Thursday, December 13, 2012

Under and Over Design

Few days ago, I was listening to a talk by Alan Shalloway on over and underdesign. This is one of the (too) few times I heard anyone talking about something like underdesign. Usually, we don't take it into account - and that's a mistake. We talk a lot about overdesign, the "pattern religion", the misplaced Chains of Responsibility, misused Visitors etc. and we're clearly sending a message that we strive for a "simple design", that's "not trying to foresee the future". However, in all the fuss, we tend to forget that the design might also get "too simple", AKA "bad quality".

What's bad quality? I like to define it using the code qualities mentioned in a nice little interactive tutorial by NetObjectives. So, whatever doesn't fit these qualities, is underdesigned.

Note, however, that many of these qualities, are not "binary" - when asked "do we have this quality?", it's often impossible to say "yes" or "no". For example, we cannot have full encapsulation, because that would mean no one knowing about anyone. Also, for the same reason, we cannot have "zero coupling" - if there is no coupling at all between any entities, how are they supposed to work together as a system?

This leads to a question: how much of these qualities is "just enough" - a "golden mean" between underdesign or overdesign? Based on this question, I decided to share my views on the topic, using a simple example.

The example is about validation of requests that arrive to our application through the air and are deserialized into objects of class Request. Every validation consists of:

  1. Checking whether this is a full request consisting of four codewords
  2. Making sure that this is a request by a privileged user (in this case - a system administrator)
  3. Checking whether the request was not damaged when being sent over the air (due to noise etc.)
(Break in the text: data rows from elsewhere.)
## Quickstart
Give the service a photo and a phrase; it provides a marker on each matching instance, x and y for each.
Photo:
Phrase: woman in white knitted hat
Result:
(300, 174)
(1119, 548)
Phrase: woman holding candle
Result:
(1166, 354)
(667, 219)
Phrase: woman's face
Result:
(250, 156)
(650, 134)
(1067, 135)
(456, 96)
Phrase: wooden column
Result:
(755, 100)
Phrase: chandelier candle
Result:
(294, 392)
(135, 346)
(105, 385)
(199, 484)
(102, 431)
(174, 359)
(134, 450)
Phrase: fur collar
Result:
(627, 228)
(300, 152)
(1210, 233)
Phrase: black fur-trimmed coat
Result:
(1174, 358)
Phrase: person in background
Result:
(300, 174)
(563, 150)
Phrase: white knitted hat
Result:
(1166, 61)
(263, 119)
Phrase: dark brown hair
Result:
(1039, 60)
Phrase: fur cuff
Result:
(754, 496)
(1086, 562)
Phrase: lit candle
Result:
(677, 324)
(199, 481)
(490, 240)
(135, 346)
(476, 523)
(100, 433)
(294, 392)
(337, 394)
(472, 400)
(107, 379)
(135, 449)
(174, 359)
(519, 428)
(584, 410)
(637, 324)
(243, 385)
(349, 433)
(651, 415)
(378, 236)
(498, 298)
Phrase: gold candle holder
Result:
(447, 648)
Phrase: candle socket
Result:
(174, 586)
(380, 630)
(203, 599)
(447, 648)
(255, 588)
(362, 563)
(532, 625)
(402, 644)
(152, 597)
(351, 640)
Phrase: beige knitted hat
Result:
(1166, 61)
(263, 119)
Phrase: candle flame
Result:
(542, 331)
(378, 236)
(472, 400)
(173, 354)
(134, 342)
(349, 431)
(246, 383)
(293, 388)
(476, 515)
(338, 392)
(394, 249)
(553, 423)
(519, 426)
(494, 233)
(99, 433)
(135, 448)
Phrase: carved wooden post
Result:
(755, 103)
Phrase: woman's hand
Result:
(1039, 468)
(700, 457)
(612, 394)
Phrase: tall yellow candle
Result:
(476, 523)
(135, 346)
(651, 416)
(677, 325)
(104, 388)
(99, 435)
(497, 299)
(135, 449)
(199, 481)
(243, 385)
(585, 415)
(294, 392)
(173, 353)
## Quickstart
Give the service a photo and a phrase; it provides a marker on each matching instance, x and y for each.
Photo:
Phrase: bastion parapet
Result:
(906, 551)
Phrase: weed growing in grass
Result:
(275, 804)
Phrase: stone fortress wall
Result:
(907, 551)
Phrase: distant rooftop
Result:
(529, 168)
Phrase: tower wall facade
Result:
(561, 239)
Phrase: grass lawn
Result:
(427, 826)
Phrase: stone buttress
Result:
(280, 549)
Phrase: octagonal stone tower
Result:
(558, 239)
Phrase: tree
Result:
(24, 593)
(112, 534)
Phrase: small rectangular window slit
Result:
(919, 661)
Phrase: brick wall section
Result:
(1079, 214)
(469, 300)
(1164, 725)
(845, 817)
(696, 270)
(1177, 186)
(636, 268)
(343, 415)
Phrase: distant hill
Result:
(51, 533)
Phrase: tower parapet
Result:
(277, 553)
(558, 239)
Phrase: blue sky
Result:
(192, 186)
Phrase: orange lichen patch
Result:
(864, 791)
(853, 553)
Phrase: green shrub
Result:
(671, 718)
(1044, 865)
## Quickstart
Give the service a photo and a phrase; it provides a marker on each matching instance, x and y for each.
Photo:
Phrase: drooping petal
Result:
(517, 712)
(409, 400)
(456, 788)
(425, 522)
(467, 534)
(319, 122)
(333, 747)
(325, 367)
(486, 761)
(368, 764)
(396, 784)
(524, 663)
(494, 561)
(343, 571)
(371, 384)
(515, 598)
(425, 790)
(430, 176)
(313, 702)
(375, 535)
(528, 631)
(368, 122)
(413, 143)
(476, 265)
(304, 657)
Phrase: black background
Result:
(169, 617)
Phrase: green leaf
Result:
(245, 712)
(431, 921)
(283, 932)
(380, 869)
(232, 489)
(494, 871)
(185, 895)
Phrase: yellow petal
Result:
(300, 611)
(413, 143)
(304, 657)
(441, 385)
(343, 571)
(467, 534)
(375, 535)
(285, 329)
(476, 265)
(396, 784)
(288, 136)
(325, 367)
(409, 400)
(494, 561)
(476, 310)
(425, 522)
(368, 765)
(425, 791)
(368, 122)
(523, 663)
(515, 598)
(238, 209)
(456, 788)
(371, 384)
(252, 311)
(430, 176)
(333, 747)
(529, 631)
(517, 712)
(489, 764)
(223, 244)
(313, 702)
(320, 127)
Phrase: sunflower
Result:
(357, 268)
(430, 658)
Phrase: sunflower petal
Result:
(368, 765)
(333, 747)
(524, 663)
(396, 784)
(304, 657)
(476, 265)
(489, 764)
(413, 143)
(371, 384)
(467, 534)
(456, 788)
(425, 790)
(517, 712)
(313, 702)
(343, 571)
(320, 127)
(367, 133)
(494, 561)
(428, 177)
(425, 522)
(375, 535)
Let's assume that the entry point for validation logic is a method called PerformFor() inside class RequestValidation. I'm never going to show the whole class, because it's not that important, I'll be focusing only on the PerformFor() method.

Ok, let's get it on then!

First approach

public void PerformFor(Request request)
{
  if(request.Codewords.Count != 4)
  {
    throw new Exception("The request is incomplete");
  }

  if(request.Creator == Users.Admin)
  {
    throw new Exception("Invalid user, expected an admin");
  }

  foreach(var codeword in request.Codewords)
  {
    if(codeword.DamagedBits > 16)
    {
      throw new Exception(
        "The request got too damaged when sent over the air." +
        "It cannot be processed");
    }
  }
}

Some developers would consider it a good piece of code that's readable and lacks nothing. I disagree. While it may be just enough in applications that support one or two scenarios only (e.g. some small utilities), in a solid product that is under active development, putting in code like this is unacceptable. Let me point some smells inside this simple piece code:

  1. The internal information of the Request object is exposed - e.g. that it contains a collection of codewords, that it holds a creator of the request as an enum etc. Even if these are properties that execute some code at runtime, it doesn't really matter - this information is still exposed. This is sometimes called Inquisitiveness and is an antipattern.
  2. Our method retrieves a collection of objects of class Codeword - does it really need to know about this type? That's not all - it reaches to a property of codeword, which is browsing request's dependencies in order to get a piece of information. We usually say that such code, by creating an accidental coupling (e.g. what happens if one day Codewords property is allowed to be null?), is breaking the Law of Demeter.
  3. This whole method is an example of Feature Envy smell - most of its logic is asking the request object about different values and values of its contained objects to make some decisions based on that (every 'if' statement and the 'foreach' is an example of this). That's in contrast to the object orientated programming, where you actually want to keep the behavior as close as possible to the data it needs.
  4. The methods is not cohesive (in other words, it has more than one responsibility). Here are the responsibilities that the method deals with:
    1. How many validations are there and what is the order in which they get executed
    2. What is the implementation of each validation check
    3. What message to convey to the user when a validation fails
    4. What is the mechanism for reporting failed validation (it wouldn't have to be an exception - it can as well be a mechanism based on events and notifications)
    5. What are the valid values for number of codewords required in order to make the request complete and for the number of maximum allowed damaged bits?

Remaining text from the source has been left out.